Thursday, October 1, 2009

Amazon Public Data Sets

I follow the Amazon Web Services Blog and recently saw several announcements about new Public Data Sets being available.  What is a public data set you ask?  From the web-site:

Public Data Sets on AWS provides a centralized repository of public data sets that can be seamlessly integrated into AWS cloud-based applications. AWS is hosting the public data sets at no charge for the community, and like all AWS services, users pay only for the compute and storage they use for their own applications.

What is cool about this is that it greatly simplifies getting access to large sets of data that while public in the past, were difficult to work with as you had to download, install, load, and otherwise provide the infrastructure for and manage all the data yourself.

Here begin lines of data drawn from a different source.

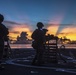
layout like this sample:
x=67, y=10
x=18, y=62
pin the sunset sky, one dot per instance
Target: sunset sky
x=58, y=16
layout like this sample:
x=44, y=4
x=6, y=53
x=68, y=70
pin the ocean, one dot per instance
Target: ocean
x=20, y=46
x=29, y=46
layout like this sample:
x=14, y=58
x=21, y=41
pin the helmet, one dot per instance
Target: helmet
x=1, y=18
x=40, y=24
x=45, y=30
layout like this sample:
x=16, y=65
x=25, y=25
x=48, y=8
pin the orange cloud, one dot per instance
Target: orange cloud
x=17, y=29
x=69, y=32
x=52, y=29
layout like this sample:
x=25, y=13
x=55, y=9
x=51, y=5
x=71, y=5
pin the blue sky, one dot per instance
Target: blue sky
x=29, y=12
x=25, y=11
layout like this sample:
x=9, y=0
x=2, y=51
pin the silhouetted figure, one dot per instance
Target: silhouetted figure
x=39, y=37
x=3, y=33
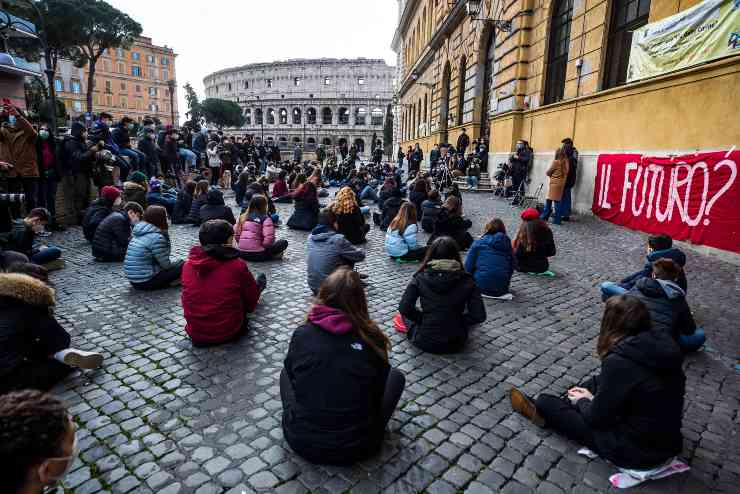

The one that caught my eye was the Daily Global Weather data set.  Now, I haven't used this yet and there are other great resources for local weather station data like the Weather Underground (where I upload my station data by the way), but this is a great way to gain access to a bunch of historical weather data.  Other data sets include census data, Wikipedia data, geographic data, and more.

One drawback for data sets that are continuing to be updated each day, like historical weather data, is that you aren't accessing a continually updated data store, rather you are creating your own EBS volume from a snapshot.  This means (if I understand all this correctly) that if you need the most recent data, the snapshot must be updated regularly and you would have to update your EBS volume from it manually.  Or perhaps there are tools to assist with that.

All in all, a useful service, and a great move by Amazon to drive more users to EC2.